Bu kadar mücadeleci olmak kolay olmasa gerek…
 
Ben çok güzel bir ailede büyüdüm. Annem babam çok bilinçli insanlardı. Dik durmam gerektiğini onlardan öğrendim. Biraz karakteristik özelliğimden kaynaklı. Bana yapılıp yapılmaması önemli değil, haksızlığa gelebilecek biri değilim. Karşımdakinin amacının zaten beni sindirmek olduğunu biliyorum. Biraz da ona istediğini vermemek adına çok güçsüz olduğum zamanlarda bile güçlü durdum. Ben yeri geldi evimde mum ışığında oturdum, evimde olduğumu anlayıp kapıma dayanmasın diye. Sokağa çıkamadığım zamanlar oldu. Ağzım gözüm mosmor yine mahkemelere katıldığımı biliyorum. Çok zordu ama olmak zorundaydım.
 
Peki, son olarak erkek şiddetine maruz kalan ve susmak zorunda bırakılan kadınlara nasıl bir mesaj verirsiniz?
 
Bilinçli olmak çok önemli. İstediğimiz her bilgiye internet üzerinden ulaşabiliyoruz. Bunun için bir avukat tanımana gerek yok. Korkmasınlar en fazla alacakları bir can. Hukukun gücüne inanarak, mücadele ettim. Boş çıktı ama ben inandım. İnanmak başarmanın yarısıdır.
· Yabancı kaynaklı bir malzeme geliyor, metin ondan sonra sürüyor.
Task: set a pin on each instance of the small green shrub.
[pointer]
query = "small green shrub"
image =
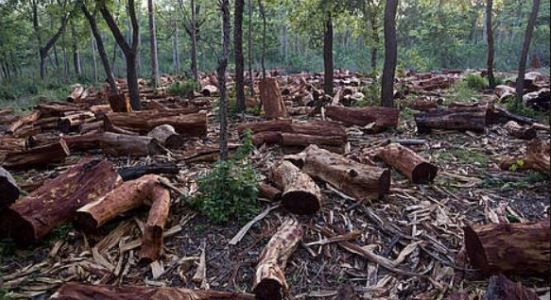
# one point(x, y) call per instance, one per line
point(229, 190)
point(183, 88)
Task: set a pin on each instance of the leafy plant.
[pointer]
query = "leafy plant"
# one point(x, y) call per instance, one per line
point(229, 190)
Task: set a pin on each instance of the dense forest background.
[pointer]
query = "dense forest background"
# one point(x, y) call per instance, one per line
point(432, 34)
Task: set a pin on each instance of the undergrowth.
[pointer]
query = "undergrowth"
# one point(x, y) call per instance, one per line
point(228, 191)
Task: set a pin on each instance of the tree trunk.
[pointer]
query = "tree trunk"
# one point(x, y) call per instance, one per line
point(490, 39)
point(57, 200)
point(524, 52)
point(391, 54)
point(409, 163)
point(328, 54)
point(153, 44)
point(269, 281)
point(239, 59)
point(517, 249)
point(78, 291)
point(301, 195)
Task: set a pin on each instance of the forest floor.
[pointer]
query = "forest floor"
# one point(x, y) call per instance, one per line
point(420, 226)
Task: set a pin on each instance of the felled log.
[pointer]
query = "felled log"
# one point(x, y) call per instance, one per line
point(520, 132)
point(167, 136)
point(516, 248)
point(409, 163)
point(134, 172)
point(269, 281)
point(501, 288)
point(184, 122)
point(270, 96)
point(8, 189)
point(537, 158)
point(351, 177)
point(120, 103)
point(381, 117)
point(79, 291)
point(457, 118)
point(38, 156)
point(300, 195)
point(52, 204)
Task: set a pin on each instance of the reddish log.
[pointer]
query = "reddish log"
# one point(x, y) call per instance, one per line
point(36, 157)
point(300, 194)
point(78, 291)
point(270, 96)
point(57, 200)
point(381, 117)
point(518, 248)
point(269, 281)
point(409, 163)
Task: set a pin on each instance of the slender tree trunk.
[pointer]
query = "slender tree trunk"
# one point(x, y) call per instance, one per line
point(239, 59)
point(391, 54)
point(328, 55)
point(490, 39)
point(222, 64)
point(525, 48)
point(153, 44)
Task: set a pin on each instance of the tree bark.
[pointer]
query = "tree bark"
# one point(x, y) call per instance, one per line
point(57, 200)
point(519, 248)
point(78, 291)
point(269, 282)
point(524, 52)
point(300, 193)
point(391, 54)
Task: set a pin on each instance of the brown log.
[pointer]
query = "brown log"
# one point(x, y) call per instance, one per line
point(381, 117)
point(301, 195)
point(120, 103)
point(537, 158)
point(57, 200)
point(409, 163)
point(457, 118)
point(501, 288)
point(269, 281)
point(518, 248)
point(520, 132)
point(78, 291)
point(37, 157)
point(270, 96)
point(8, 189)
point(167, 136)
point(351, 177)
point(185, 123)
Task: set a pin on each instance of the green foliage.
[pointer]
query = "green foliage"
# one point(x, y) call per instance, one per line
point(183, 88)
point(228, 191)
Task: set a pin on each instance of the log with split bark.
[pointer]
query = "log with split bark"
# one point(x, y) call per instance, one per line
point(517, 248)
point(37, 157)
point(269, 281)
point(352, 178)
point(184, 121)
point(301, 195)
point(270, 97)
point(536, 157)
point(409, 163)
point(145, 190)
point(79, 291)
point(56, 201)
point(378, 118)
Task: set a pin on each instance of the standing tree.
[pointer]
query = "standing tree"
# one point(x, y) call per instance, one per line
point(391, 54)
point(525, 48)
point(490, 38)
point(222, 64)
point(129, 50)
point(239, 59)
point(153, 44)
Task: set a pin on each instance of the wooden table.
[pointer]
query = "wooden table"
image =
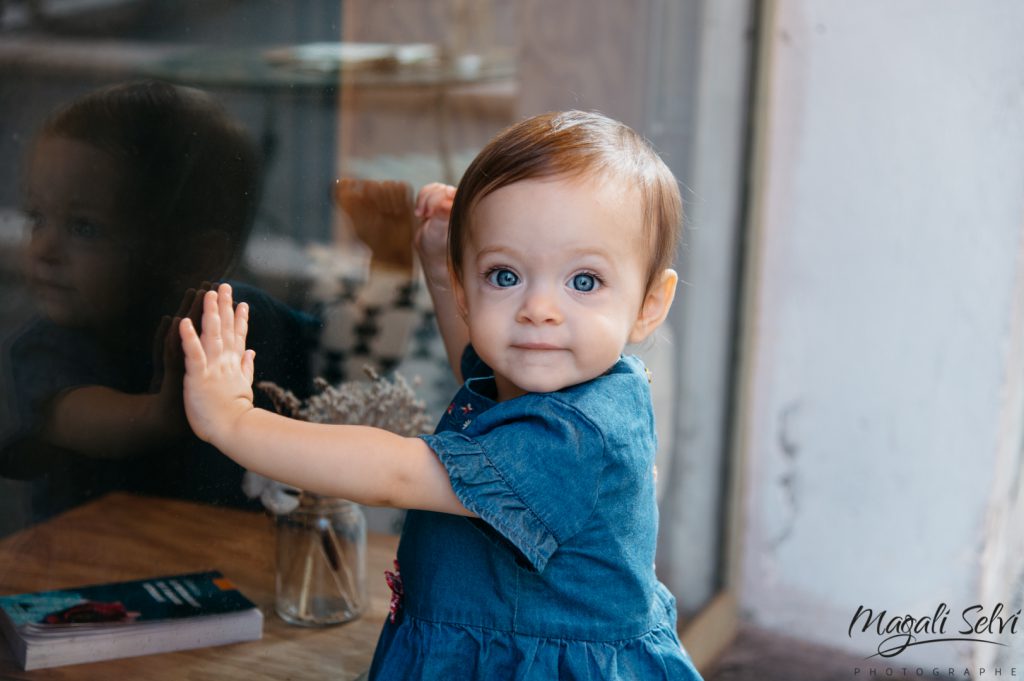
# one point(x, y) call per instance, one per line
point(123, 537)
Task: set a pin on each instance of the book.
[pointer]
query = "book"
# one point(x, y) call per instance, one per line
point(127, 619)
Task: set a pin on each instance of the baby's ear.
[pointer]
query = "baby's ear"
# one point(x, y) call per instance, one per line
point(655, 305)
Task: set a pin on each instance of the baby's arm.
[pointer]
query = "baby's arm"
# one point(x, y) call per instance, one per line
point(433, 206)
point(367, 465)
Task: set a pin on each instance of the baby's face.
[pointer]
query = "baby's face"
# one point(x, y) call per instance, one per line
point(83, 255)
point(553, 281)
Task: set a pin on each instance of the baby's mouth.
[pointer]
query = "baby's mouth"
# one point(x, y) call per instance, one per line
point(536, 346)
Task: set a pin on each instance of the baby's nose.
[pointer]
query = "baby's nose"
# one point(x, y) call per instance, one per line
point(540, 306)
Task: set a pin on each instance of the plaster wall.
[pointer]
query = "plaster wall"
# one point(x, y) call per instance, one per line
point(882, 420)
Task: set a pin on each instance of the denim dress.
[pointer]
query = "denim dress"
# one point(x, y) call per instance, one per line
point(555, 580)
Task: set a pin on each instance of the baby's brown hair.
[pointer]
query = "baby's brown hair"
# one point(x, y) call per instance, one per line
point(573, 144)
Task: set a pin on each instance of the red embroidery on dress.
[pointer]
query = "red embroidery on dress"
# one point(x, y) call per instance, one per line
point(394, 583)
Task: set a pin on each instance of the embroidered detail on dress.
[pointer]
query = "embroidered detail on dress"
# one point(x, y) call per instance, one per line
point(394, 584)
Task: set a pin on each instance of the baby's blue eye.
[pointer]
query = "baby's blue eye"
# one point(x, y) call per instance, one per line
point(83, 229)
point(503, 278)
point(584, 282)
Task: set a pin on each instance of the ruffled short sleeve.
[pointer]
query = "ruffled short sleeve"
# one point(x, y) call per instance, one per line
point(529, 467)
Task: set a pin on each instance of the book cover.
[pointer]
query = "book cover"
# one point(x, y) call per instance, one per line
point(118, 620)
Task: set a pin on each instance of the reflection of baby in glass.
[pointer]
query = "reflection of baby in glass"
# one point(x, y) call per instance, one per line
point(135, 196)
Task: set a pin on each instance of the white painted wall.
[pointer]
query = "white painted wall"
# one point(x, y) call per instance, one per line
point(882, 423)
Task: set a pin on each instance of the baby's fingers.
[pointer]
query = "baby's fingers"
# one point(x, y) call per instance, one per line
point(212, 338)
point(241, 327)
point(193, 347)
point(249, 365)
point(226, 310)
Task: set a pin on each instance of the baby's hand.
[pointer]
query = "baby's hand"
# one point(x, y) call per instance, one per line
point(433, 207)
point(218, 368)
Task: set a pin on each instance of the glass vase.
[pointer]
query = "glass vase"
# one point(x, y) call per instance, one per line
point(322, 547)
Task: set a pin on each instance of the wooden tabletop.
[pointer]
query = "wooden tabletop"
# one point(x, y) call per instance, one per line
point(124, 537)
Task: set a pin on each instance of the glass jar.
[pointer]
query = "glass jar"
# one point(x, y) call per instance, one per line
point(322, 548)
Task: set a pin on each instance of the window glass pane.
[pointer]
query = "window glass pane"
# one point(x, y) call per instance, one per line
point(152, 147)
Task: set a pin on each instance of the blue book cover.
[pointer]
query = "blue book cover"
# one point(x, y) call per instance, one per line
point(100, 622)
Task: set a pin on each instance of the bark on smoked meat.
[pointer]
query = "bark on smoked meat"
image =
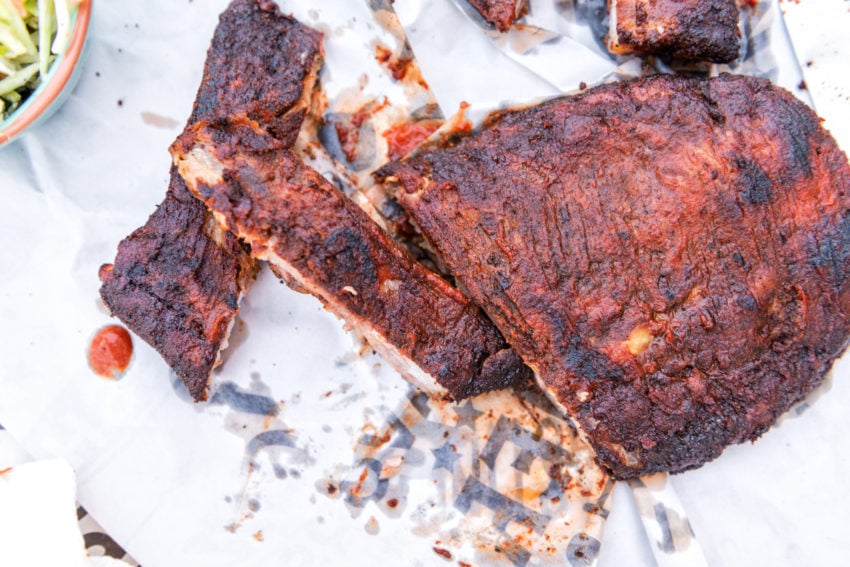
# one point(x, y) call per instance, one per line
point(322, 243)
point(501, 13)
point(670, 256)
point(177, 280)
point(694, 30)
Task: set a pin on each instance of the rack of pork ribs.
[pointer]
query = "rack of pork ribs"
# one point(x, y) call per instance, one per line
point(176, 282)
point(667, 256)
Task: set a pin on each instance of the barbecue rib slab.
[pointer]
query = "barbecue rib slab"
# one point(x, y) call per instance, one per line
point(322, 243)
point(177, 280)
point(176, 283)
point(501, 13)
point(693, 30)
point(669, 255)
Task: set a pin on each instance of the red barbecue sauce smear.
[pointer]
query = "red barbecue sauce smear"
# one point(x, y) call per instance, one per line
point(402, 138)
point(110, 351)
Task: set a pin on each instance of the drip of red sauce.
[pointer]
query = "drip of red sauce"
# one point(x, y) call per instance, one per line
point(110, 351)
point(402, 138)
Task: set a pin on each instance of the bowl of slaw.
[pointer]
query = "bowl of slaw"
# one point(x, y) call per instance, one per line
point(41, 49)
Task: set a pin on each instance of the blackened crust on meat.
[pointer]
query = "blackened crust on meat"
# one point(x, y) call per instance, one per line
point(176, 282)
point(257, 66)
point(501, 13)
point(669, 255)
point(694, 30)
point(324, 244)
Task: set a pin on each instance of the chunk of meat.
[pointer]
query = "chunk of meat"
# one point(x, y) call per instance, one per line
point(177, 280)
point(669, 255)
point(501, 13)
point(322, 243)
point(692, 30)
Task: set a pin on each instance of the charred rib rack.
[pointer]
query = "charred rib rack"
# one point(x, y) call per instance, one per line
point(320, 242)
point(501, 13)
point(691, 30)
point(177, 280)
point(669, 255)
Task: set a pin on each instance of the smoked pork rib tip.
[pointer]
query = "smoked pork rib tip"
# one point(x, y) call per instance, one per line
point(669, 255)
point(692, 30)
point(176, 283)
point(501, 13)
point(320, 242)
point(177, 280)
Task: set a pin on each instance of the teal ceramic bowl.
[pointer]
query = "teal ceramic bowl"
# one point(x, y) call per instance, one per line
point(58, 83)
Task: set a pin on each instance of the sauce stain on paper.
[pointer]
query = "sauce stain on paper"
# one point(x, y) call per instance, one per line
point(110, 352)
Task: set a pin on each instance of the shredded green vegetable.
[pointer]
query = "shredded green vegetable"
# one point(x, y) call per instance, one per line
point(32, 33)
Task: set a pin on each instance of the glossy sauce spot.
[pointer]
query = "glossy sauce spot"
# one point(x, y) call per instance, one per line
point(110, 351)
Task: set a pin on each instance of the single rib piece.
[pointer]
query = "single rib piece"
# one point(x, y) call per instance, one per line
point(693, 30)
point(322, 243)
point(501, 13)
point(176, 281)
point(669, 255)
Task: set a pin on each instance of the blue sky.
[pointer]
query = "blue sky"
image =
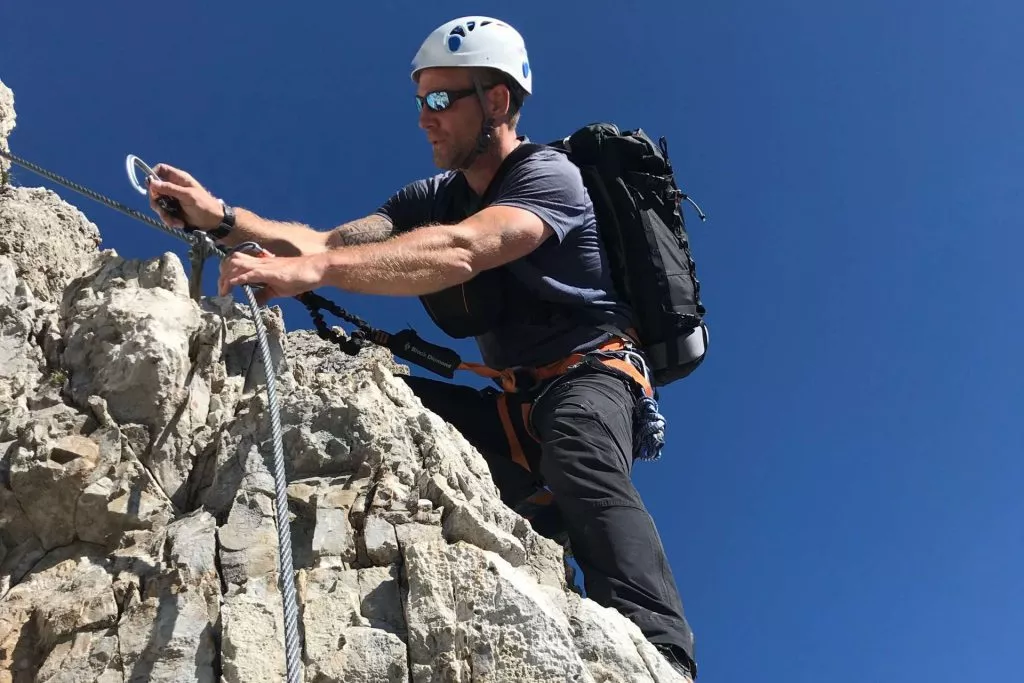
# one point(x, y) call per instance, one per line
point(841, 497)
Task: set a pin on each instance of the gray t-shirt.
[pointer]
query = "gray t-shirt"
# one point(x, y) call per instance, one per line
point(569, 268)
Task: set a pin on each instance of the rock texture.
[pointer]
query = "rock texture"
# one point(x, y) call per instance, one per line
point(137, 538)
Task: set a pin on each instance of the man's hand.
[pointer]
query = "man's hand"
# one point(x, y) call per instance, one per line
point(281, 275)
point(202, 209)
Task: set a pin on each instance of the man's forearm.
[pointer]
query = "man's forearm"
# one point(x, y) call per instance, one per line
point(281, 239)
point(418, 262)
point(293, 239)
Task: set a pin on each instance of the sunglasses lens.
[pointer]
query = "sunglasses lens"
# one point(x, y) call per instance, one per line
point(438, 101)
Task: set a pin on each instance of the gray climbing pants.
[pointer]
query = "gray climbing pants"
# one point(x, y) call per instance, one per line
point(579, 442)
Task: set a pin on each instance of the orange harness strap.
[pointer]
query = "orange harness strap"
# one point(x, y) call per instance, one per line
point(509, 380)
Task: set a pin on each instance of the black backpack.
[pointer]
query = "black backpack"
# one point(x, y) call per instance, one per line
point(638, 210)
point(638, 207)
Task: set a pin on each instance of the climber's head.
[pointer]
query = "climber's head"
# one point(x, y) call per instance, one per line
point(472, 75)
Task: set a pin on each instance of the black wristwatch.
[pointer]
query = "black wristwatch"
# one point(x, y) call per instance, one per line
point(226, 223)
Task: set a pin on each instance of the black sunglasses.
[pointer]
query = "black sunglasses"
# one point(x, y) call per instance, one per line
point(438, 100)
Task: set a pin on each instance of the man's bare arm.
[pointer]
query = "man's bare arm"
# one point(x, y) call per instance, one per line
point(374, 227)
point(293, 239)
point(433, 257)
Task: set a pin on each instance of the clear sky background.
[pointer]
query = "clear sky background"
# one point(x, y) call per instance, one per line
point(842, 496)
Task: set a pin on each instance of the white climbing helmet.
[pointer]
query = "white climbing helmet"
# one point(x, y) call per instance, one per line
point(476, 41)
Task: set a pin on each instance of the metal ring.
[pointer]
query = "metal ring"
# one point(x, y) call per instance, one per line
point(133, 163)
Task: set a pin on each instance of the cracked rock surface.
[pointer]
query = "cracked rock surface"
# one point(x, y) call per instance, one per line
point(137, 526)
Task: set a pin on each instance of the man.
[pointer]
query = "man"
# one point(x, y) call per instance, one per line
point(514, 237)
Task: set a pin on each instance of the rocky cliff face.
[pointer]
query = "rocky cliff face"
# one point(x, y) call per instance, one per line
point(137, 538)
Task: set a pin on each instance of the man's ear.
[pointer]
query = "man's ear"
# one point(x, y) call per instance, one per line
point(499, 102)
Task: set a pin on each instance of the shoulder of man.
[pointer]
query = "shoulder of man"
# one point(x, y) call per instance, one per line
point(548, 183)
point(417, 203)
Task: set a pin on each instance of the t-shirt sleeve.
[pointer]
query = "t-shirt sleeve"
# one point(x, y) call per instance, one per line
point(550, 186)
point(411, 207)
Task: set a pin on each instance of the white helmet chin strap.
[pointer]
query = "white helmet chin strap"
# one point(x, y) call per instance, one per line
point(486, 134)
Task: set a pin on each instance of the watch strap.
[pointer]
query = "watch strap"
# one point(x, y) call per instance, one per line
point(226, 223)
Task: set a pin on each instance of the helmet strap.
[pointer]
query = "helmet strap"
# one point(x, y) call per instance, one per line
point(486, 133)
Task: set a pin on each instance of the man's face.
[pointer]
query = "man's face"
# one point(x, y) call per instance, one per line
point(453, 132)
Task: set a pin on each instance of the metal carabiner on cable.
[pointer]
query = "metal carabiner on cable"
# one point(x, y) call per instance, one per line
point(202, 245)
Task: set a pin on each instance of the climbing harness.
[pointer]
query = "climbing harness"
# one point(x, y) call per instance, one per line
point(196, 238)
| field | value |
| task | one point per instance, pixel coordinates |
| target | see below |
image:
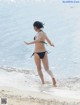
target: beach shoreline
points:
(18, 97)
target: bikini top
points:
(40, 41)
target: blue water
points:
(62, 25)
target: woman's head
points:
(38, 25)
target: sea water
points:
(62, 25)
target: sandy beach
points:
(23, 87)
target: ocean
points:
(62, 25)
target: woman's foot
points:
(54, 82)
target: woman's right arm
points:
(48, 40)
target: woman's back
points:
(40, 47)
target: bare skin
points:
(40, 47)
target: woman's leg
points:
(38, 65)
(46, 67)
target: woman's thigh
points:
(37, 61)
(45, 62)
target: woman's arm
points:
(48, 40)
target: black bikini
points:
(41, 54)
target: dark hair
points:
(38, 24)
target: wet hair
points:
(38, 24)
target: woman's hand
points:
(27, 43)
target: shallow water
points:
(62, 24)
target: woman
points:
(40, 53)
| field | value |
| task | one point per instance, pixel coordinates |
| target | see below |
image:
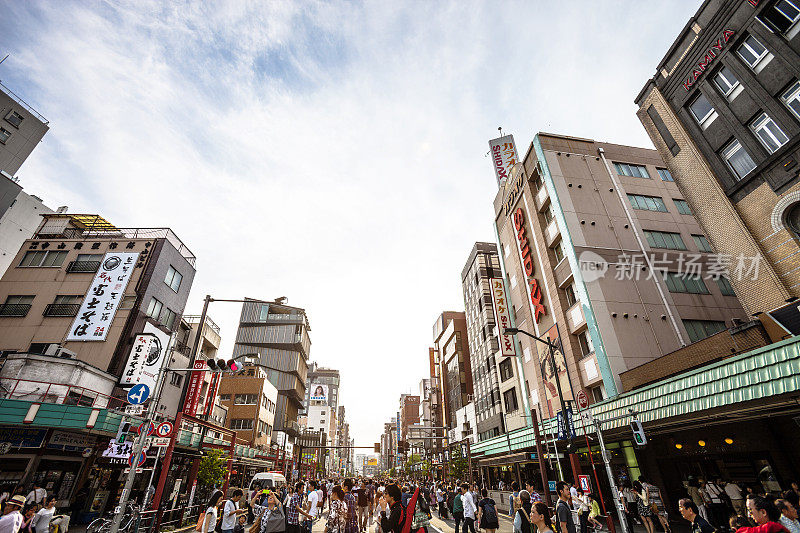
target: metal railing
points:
(56, 393)
(83, 266)
(61, 309)
(24, 104)
(17, 310)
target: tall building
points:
(600, 251)
(481, 267)
(251, 402)
(21, 129)
(723, 109)
(279, 335)
(453, 359)
(81, 301)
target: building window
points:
(737, 159)
(173, 279)
(682, 206)
(245, 399)
(241, 423)
(647, 203)
(510, 397)
(506, 370)
(681, 283)
(664, 239)
(725, 286)
(752, 51)
(791, 98)
(16, 305)
(14, 118)
(154, 309)
(725, 81)
(587, 348)
(665, 175)
(43, 259)
(700, 329)
(702, 243)
(635, 171)
(770, 135)
(781, 16)
(169, 318)
(569, 293)
(702, 110)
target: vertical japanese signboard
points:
(195, 386)
(502, 317)
(103, 298)
(504, 156)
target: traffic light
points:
(220, 365)
(638, 433)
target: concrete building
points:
(481, 267)
(279, 335)
(250, 399)
(21, 129)
(453, 359)
(723, 110)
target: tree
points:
(213, 469)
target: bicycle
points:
(103, 524)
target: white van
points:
(266, 480)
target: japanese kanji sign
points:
(103, 298)
(502, 317)
(504, 156)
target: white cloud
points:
(329, 152)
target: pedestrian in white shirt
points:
(469, 508)
(41, 522)
(13, 519)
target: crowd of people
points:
(30, 511)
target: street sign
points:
(164, 429)
(566, 425)
(138, 394)
(583, 399)
(150, 430)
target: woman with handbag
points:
(270, 518)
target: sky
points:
(330, 152)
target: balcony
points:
(83, 267)
(61, 309)
(18, 310)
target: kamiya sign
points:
(710, 55)
(535, 291)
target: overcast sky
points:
(333, 153)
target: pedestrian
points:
(689, 511)
(41, 522)
(522, 516)
(12, 520)
(458, 511)
(422, 513)
(337, 511)
(392, 512)
(788, 515)
(487, 513)
(643, 506)
(350, 500)
(564, 509)
(469, 508)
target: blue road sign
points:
(138, 394)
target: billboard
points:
(319, 392)
(502, 318)
(504, 156)
(103, 297)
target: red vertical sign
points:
(195, 386)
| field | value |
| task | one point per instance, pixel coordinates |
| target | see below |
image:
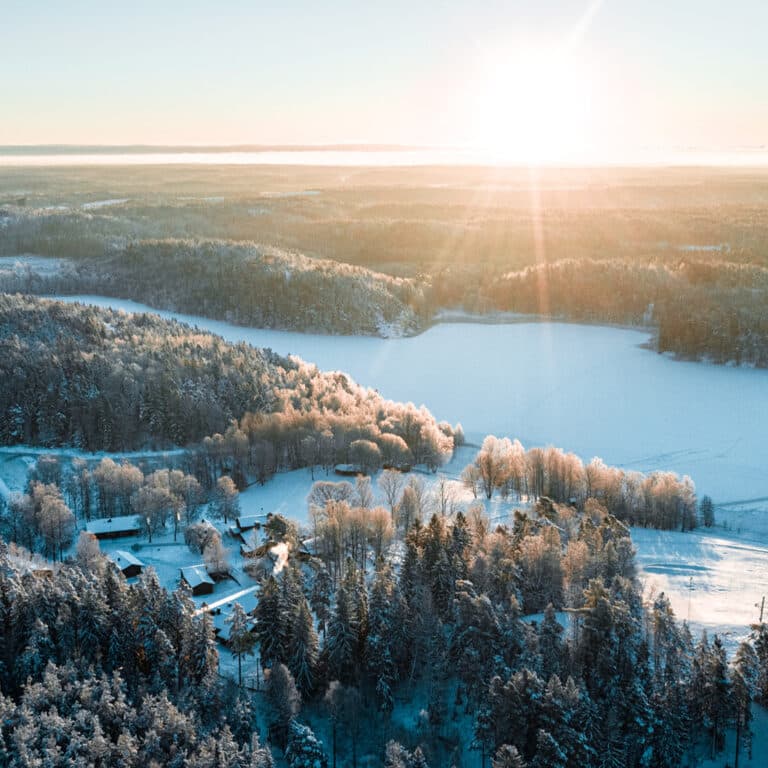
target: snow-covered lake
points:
(589, 389)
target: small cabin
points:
(126, 563)
(197, 579)
(250, 522)
(114, 527)
(348, 470)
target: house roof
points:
(114, 524)
(123, 559)
(195, 575)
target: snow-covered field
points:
(592, 390)
(588, 389)
(39, 265)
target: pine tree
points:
(507, 757)
(303, 653)
(284, 700)
(320, 599)
(744, 689)
(270, 628)
(304, 750)
(548, 752)
(241, 639)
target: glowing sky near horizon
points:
(537, 79)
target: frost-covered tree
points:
(241, 638)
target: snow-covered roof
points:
(250, 521)
(195, 575)
(114, 524)
(123, 559)
(246, 597)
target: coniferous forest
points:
(404, 622)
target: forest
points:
(103, 380)
(380, 251)
(526, 644)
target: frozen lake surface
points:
(588, 389)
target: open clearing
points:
(589, 389)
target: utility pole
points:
(690, 595)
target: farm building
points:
(126, 563)
(114, 527)
(198, 579)
(246, 522)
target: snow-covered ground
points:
(39, 265)
(589, 389)
(714, 579)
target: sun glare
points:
(533, 106)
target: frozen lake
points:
(589, 389)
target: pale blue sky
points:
(652, 72)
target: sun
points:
(532, 105)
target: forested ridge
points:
(681, 251)
(105, 380)
(239, 282)
(102, 673)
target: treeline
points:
(243, 283)
(700, 309)
(656, 500)
(104, 380)
(98, 673)
(448, 628)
Korkmak hiçbir şey kazandırmaz. Birilerinin buna dur demesi lazım. Şu coğrafyada erkekte kadınla eşit derecede tehlikede. Fırsatını bulursalar ona da tecavüz ediyorlar. Bu şiddetin önüne geçilmeli. Bir kişi değil, iki kişi değil o kadar çok ki. Hayatıma kastedildi, sakat bırakıldım. Kadınlara değil insanlara mesajım var. Herkesin yaşam hakkı var, kimsenin buna müdahaleye hakkı yok.